MicroRNA miR-302 inhibits the tumorigenecity of human pluripotent stem cells by coordinate suppression of the CDK2 and CDK4/6 cell cycle pathways


WJWU & LYNN Institute for Stem Cell Research, Santa Fe Springs, California 90670, USA. shilungl@mirps.org


miR-302 is the major microRNA found in human embryonic stem cells and induced pluripotent stem cells, but its function has been unclear. In mice, there is evidence that miR-302 may silence p21Cip1 (CDKN1A) to promote cell proliferation, whereas studies in human reprogrammed pluripotent stem cells suggested that elevated miR-302 expression inhibited cell cycle transit. Here, we clarify this difference, reporting that in human cells, miR-302 simultaneously suppressed both the cyclin E-CDK2 and cyclin D-CDK4/6 pathways to block>70% of the G1-S cell cycle transition.
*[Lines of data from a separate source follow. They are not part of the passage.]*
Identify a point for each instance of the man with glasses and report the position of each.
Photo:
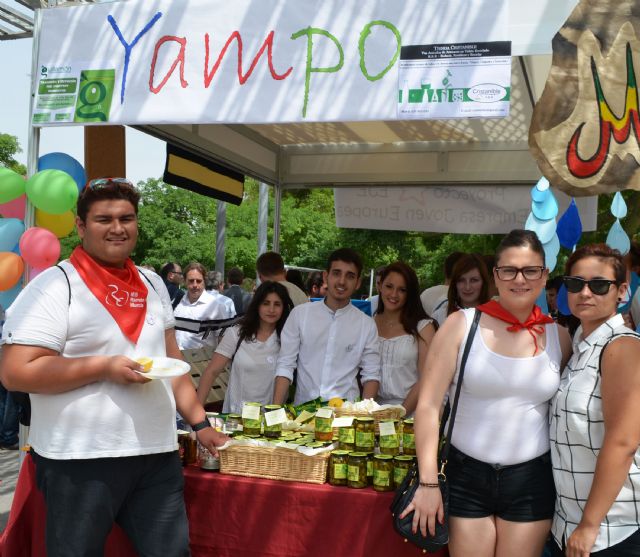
(103, 435)
(173, 278)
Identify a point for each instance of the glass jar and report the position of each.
(347, 438)
(253, 425)
(272, 431)
(323, 429)
(389, 443)
(365, 434)
(357, 470)
(401, 465)
(383, 472)
(408, 437)
(338, 467)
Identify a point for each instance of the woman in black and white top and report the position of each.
(595, 416)
(252, 347)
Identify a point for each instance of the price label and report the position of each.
(275, 417)
(250, 412)
(344, 421)
(387, 428)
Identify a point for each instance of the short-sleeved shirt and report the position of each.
(101, 419)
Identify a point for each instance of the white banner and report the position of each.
(246, 61)
(456, 209)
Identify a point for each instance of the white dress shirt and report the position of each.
(204, 308)
(328, 348)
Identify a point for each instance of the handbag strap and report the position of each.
(454, 407)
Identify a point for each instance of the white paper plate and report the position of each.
(165, 368)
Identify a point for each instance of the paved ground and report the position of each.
(8, 475)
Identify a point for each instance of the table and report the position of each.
(233, 516)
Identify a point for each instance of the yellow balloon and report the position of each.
(61, 225)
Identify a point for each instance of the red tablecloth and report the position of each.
(231, 516)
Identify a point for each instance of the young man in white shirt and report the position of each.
(330, 341)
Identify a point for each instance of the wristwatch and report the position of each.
(201, 425)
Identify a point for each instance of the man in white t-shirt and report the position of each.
(103, 434)
(330, 342)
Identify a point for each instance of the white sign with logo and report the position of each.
(458, 209)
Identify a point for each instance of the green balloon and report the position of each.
(11, 185)
(52, 191)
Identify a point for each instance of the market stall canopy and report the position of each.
(320, 109)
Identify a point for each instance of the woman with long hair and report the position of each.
(252, 347)
(595, 416)
(499, 468)
(469, 286)
(405, 332)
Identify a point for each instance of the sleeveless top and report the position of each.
(577, 434)
(503, 409)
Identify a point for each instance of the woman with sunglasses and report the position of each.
(469, 286)
(499, 470)
(405, 332)
(595, 416)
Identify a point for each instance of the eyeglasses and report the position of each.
(599, 287)
(510, 273)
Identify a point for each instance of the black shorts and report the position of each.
(519, 493)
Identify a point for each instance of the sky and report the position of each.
(145, 154)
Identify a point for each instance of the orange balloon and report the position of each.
(11, 269)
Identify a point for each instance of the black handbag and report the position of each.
(407, 489)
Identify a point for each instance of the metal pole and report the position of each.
(221, 226)
(276, 218)
(263, 218)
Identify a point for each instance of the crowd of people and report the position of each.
(546, 434)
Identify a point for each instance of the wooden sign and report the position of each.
(585, 129)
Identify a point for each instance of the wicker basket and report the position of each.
(275, 463)
(377, 415)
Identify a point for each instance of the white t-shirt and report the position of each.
(102, 419)
(253, 370)
(399, 366)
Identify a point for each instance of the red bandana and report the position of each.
(534, 323)
(120, 291)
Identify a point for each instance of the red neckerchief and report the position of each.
(534, 323)
(120, 291)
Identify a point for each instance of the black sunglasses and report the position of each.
(599, 287)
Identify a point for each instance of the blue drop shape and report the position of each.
(569, 227)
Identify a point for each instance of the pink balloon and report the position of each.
(39, 247)
(14, 209)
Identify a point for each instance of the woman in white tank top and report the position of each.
(499, 471)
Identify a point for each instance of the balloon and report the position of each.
(11, 185)
(61, 225)
(39, 247)
(52, 191)
(10, 232)
(570, 226)
(14, 209)
(11, 269)
(8, 296)
(66, 163)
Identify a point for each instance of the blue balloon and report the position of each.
(8, 296)
(66, 163)
(10, 232)
(569, 228)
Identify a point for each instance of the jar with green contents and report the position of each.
(408, 437)
(389, 442)
(401, 465)
(357, 470)
(347, 438)
(272, 431)
(253, 425)
(383, 472)
(365, 434)
(338, 467)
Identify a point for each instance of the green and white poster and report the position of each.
(466, 80)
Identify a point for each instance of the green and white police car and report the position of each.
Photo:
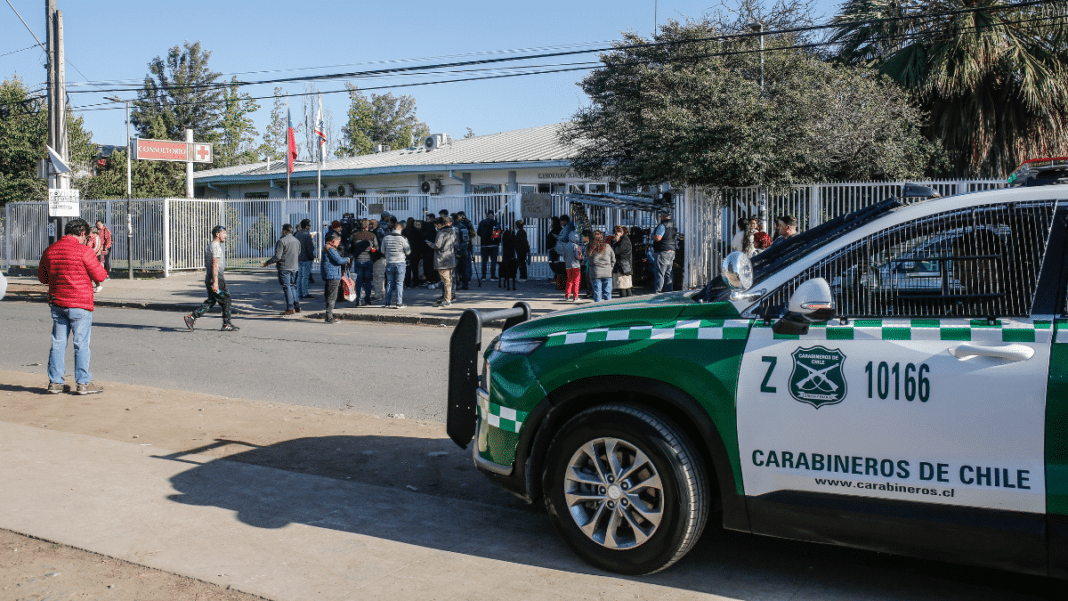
(807, 395)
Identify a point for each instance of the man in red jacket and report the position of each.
(71, 269)
(106, 240)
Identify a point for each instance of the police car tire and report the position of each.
(686, 503)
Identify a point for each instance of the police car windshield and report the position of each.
(788, 251)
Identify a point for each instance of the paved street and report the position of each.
(309, 492)
(366, 367)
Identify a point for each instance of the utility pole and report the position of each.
(57, 100)
(129, 186)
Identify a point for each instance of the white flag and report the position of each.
(320, 126)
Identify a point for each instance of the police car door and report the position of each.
(919, 413)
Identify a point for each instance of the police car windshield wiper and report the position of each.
(783, 253)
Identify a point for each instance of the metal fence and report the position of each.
(709, 218)
(171, 234)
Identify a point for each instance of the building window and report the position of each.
(393, 199)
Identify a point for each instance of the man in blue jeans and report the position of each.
(71, 269)
(287, 255)
(664, 238)
(307, 258)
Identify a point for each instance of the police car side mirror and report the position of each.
(737, 271)
(811, 302)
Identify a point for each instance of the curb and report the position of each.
(188, 307)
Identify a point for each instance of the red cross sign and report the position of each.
(202, 153)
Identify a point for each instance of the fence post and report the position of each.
(167, 237)
(815, 205)
(6, 237)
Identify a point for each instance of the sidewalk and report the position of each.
(256, 293)
(287, 503)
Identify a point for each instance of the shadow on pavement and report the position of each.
(425, 492)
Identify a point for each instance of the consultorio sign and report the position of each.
(168, 151)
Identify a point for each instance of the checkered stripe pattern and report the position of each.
(692, 330)
(1062, 335)
(503, 417)
(964, 330)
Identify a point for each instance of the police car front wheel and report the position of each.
(625, 490)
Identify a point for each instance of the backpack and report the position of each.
(465, 240)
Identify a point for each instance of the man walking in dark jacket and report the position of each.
(71, 269)
(396, 249)
(331, 268)
(215, 265)
(489, 241)
(307, 258)
(287, 255)
(444, 257)
(663, 247)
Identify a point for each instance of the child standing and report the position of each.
(572, 262)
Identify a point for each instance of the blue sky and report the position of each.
(112, 41)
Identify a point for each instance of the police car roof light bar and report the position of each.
(1039, 172)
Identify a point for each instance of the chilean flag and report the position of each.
(320, 126)
(291, 141)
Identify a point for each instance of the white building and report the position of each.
(524, 160)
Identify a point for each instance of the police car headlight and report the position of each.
(517, 346)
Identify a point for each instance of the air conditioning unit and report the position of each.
(436, 141)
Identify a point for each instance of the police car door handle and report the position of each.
(1006, 352)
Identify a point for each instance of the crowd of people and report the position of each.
(385, 256)
(751, 238)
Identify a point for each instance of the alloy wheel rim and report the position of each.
(614, 493)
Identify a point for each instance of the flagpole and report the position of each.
(288, 170)
(320, 130)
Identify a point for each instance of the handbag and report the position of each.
(348, 288)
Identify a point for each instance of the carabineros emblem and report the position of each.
(817, 377)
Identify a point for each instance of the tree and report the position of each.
(24, 133)
(691, 110)
(310, 106)
(992, 76)
(152, 179)
(181, 93)
(237, 130)
(356, 133)
(275, 135)
(382, 120)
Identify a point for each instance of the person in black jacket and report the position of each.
(429, 233)
(489, 241)
(522, 249)
(415, 240)
(307, 257)
(624, 250)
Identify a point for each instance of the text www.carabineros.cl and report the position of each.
(889, 487)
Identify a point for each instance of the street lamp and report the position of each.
(762, 201)
(129, 187)
(758, 27)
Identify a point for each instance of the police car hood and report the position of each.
(655, 311)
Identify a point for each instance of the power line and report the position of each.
(544, 69)
(553, 68)
(724, 37)
(19, 50)
(391, 61)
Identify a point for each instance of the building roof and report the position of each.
(535, 146)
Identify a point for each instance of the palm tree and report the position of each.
(990, 74)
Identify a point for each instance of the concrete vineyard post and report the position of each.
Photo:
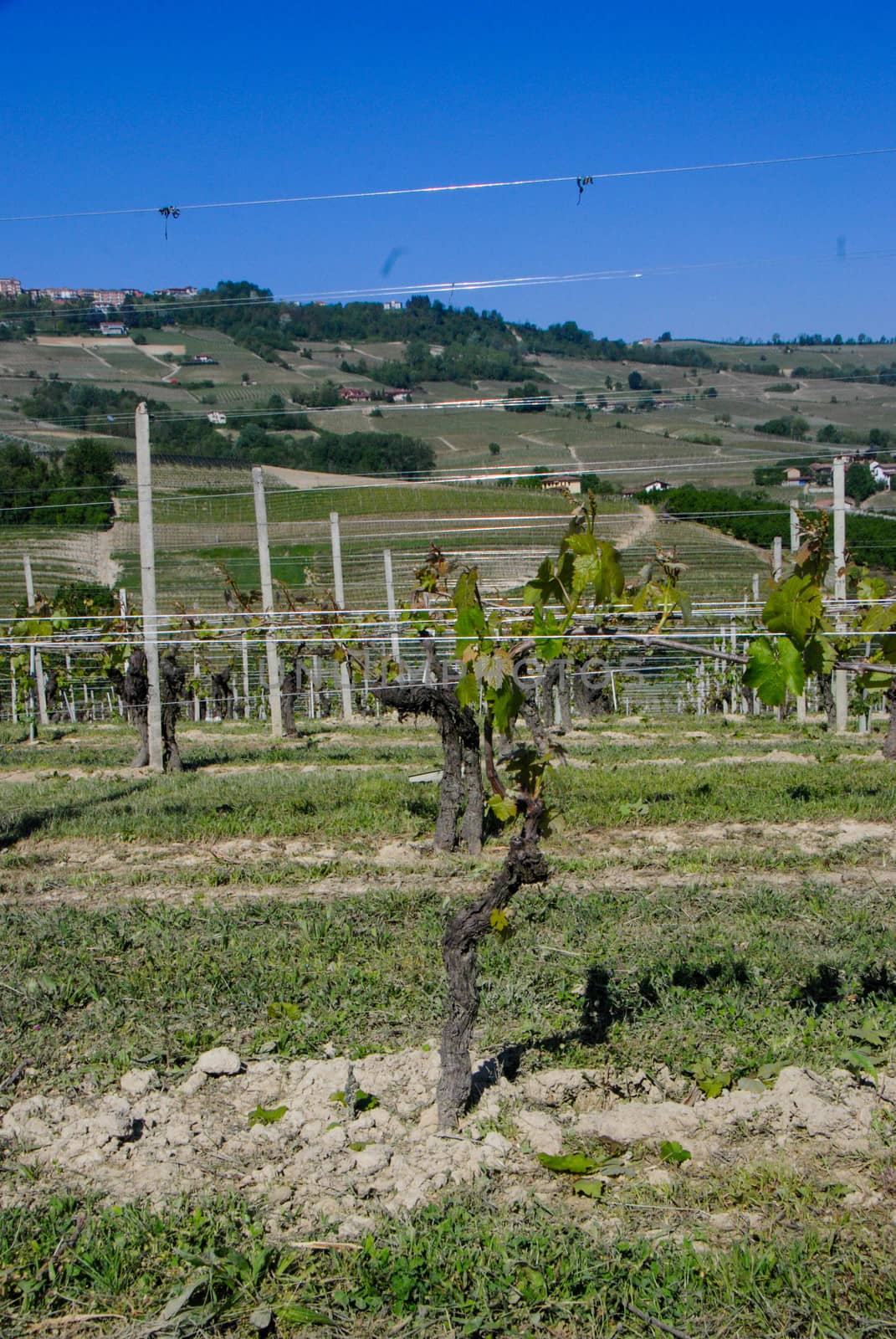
(390, 606)
(795, 526)
(339, 589)
(38, 669)
(842, 693)
(147, 586)
(244, 649)
(267, 602)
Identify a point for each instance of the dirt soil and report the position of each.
(156, 1141)
(97, 874)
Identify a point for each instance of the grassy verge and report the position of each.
(465, 1267)
(628, 979)
(345, 803)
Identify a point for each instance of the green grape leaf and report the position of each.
(503, 808)
(466, 595)
(576, 1164)
(468, 689)
(795, 608)
(593, 1189)
(771, 669)
(671, 1151)
(599, 569)
(548, 634)
(544, 588)
(505, 703)
(872, 588)
(858, 1062)
(261, 1116)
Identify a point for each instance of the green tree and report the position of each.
(860, 481)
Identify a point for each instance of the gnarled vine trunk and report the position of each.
(524, 864)
(223, 694)
(827, 695)
(133, 689)
(461, 787)
(172, 680)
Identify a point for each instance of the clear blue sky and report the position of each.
(107, 105)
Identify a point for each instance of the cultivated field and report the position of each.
(718, 919)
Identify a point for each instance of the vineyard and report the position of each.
(458, 899)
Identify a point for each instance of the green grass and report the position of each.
(382, 803)
(742, 975)
(755, 952)
(466, 1267)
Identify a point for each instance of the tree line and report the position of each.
(73, 489)
(757, 519)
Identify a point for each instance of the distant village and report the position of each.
(100, 298)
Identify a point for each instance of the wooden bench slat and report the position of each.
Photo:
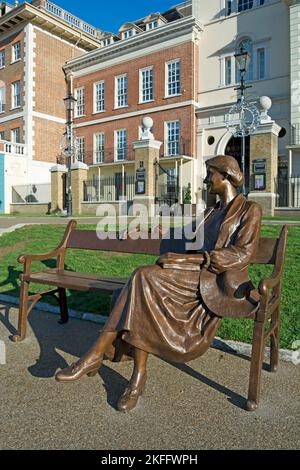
(118, 280)
(64, 280)
(266, 253)
(88, 240)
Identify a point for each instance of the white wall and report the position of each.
(19, 171)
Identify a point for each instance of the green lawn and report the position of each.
(40, 239)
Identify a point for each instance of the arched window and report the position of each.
(245, 5)
(248, 45)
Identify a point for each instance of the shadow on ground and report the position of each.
(75, 339)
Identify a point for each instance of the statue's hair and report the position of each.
(229, 167)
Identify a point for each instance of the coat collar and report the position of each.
(228, 226)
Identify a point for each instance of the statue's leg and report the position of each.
(91, 362)
(137, 383)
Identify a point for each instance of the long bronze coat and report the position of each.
(169, 313)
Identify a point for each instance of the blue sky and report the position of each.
(110, 15)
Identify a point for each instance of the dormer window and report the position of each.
(239, 6)
(128, 34)
(152, 25)
(106, 42)
(245, 5)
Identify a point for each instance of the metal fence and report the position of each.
(110, 189)
(288, 190)
(31, 194)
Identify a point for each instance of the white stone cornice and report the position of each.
(171, 30)
(147, 144)
(143, 112)
(58, 169)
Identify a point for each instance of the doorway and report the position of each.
(234, 149)
(2, 190)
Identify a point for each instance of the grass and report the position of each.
(40, 239)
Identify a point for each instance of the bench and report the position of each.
(266, 320)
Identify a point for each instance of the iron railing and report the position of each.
(175, 148)
(288, 190)
(109, 189)
(31, 194)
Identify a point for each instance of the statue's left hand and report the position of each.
(175, 258)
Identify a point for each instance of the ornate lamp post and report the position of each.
(243, 118)
(70, 101)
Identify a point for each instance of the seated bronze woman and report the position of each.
(173, 313)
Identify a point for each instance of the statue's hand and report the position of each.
(175, 258)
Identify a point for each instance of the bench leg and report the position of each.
(275, 340)
(63, 303)
(258, 347)
(23, 313)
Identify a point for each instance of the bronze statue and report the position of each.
(175, 314)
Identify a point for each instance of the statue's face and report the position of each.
(214, 181)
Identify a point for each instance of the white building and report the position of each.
(270, 30)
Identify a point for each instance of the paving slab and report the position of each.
(197, 406)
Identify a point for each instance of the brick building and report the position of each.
(149, 68)
(36, 39)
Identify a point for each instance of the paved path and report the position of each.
(194, 406)
(8, 224)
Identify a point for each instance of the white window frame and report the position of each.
(99, 153)
(152, 25)
(142, 89)
(171, 144)
(129, 33)
(167, 82)
(234, 7)
(2, 58)
(80, 145)
(2, 99)
(16, 98)
(79, 94)
(118, 146)
(13, 133)
(16, 47)
(118, 95)
(228, 62)
(257, 72)
(102, 100)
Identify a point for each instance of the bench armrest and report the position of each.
(58, 253)
(27, 260)
(23, 259)
(270, 282)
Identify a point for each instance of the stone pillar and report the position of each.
(57, 188)
(79, 175)
(264, 146)
(146, 153)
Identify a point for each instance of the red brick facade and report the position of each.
(185, 114)
(11, 73)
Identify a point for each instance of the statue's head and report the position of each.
(221, 170)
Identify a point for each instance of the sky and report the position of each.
(110, 15)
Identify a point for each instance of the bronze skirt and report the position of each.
(160, 311)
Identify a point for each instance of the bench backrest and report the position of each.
(270, 251)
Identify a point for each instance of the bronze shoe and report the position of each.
(131, 396)
(77, 370)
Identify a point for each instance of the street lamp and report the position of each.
(70, 102)
(243, 118)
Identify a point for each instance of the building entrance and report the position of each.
(234, 149)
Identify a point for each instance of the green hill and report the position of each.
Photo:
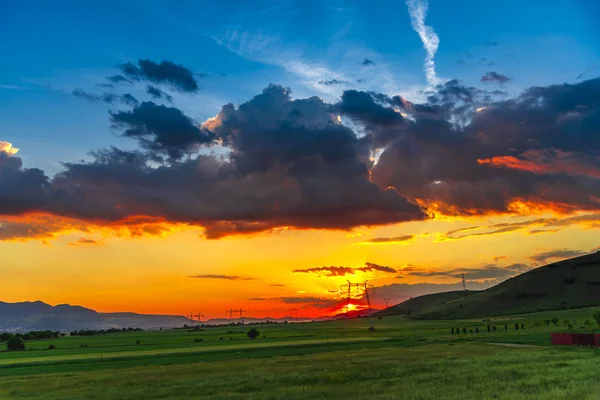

Concurrent silencing of BMI-1, a cancer stem cell marker targeted by miR-302, further promoted tumor suppressor functions of p16Ink4a and p14/p19Arf directed against CDK4/6-mediated cell proliferation. Among all G1 phase checkpoint regulators, human p21Cip1 was found not to be a valid target of miR-302. Overall, our findings indicate that miR-302 inhibits human pluripotent stem cell tumorigenicity by enhancing multiple G1 phase arrest pathways rather than by silencing p21Cip1.